While I was growing up, reading was the only form of privacy available. I shared a room with my younger brother. My sister could close her bedroom door to us boys, but even she couldn't keep our parents from entering without knocking. We kids had no qualms at all about walking in on our mother in the bathroom. Hey, we had teeth to brush. The only way to escape these shared indignities was to lose oneself in a book. No wonder my interests tended toward fantasy and science fiction. I would emerge on the far side of a weekend steeped in a particularly gripping story, read through meals and late into the night, dazed and wobbly and blinking at my now unfamiliar surroundings.

Brian and Tziporah Lax
As newlyweds, my wife and I decided to read certain books aloud to each other in a fit of spousal bonding. On Friday nights (the Jewish Sabbath, which we reserved for intimate reflection) we could easily work our way through six hours, two bottles of wine, a pot of coffee, and at least a few chapters of a gripping memoir or travel narrative before our Sabbath candles burned down.

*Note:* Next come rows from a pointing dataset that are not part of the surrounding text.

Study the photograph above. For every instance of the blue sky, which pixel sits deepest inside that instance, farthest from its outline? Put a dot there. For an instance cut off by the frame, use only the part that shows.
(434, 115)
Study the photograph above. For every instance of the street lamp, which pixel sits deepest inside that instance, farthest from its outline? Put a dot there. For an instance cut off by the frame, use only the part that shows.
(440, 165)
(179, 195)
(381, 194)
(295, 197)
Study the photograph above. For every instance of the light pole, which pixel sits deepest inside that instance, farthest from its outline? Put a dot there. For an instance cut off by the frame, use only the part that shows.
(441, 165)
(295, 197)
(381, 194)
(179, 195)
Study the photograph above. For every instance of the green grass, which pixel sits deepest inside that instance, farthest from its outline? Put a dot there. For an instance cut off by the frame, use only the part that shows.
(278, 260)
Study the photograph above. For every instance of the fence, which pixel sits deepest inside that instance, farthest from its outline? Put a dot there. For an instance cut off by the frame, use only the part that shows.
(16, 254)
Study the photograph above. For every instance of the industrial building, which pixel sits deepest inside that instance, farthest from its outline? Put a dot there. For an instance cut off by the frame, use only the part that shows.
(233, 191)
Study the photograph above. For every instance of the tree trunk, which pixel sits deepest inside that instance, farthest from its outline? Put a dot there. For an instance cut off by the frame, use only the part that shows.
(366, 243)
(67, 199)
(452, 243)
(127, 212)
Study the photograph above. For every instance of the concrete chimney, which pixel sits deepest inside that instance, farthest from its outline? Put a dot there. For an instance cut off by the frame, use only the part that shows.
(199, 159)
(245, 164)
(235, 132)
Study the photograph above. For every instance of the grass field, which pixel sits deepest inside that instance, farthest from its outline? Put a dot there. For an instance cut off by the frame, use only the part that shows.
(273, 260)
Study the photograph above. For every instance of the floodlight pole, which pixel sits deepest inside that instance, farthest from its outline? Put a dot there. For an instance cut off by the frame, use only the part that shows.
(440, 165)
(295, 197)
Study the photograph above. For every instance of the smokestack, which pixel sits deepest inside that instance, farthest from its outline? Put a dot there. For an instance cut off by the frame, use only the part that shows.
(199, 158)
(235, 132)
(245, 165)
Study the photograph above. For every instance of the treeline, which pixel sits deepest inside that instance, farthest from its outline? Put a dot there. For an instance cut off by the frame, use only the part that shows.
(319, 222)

What had once been my unassailable retreat had now been thrown wide open. I had to get used to the sound of my own voice invading an artfully crafted story. I had to learn how to speak while listening and how to regather the thread of the story after a twenty minute digression. Sometimes, we couldn't get through five pages because we paused every few sentences to confirm, disagree, or share a tangential anecdote. The great joy was when we were truly able to shed the cares of the week – academic and financial stress, household minutiae—to reflect upon something larger. Reading provided a point of departure, and a place to return.

Now we have two children. Dinners last one hour, not six. Wine is consumed by the glass, not by the bottle. Interruptions endanger all forms of conversation. But our family read-aloud time, which has expanded well beyond Friday nights, is still our main vehicle for sharing entertainment, ideas, and experiences. Sometimes, when our 18-month-old has fallen asleep on my chest or is happily burbling in a corner with her toys, and our 5-year-old is curled serenely on the couch, listening astutely, our living room feels a lot less like Mr. Rogers' Neighborhood and more like a college cafe.

Household privacy is still at a premium, as it was when I was a child. But there is compensation. When reading takes me to some distant, remote isle, there are three pairs of footsteps running next to mine. When we get lost in a story, we are all lost together.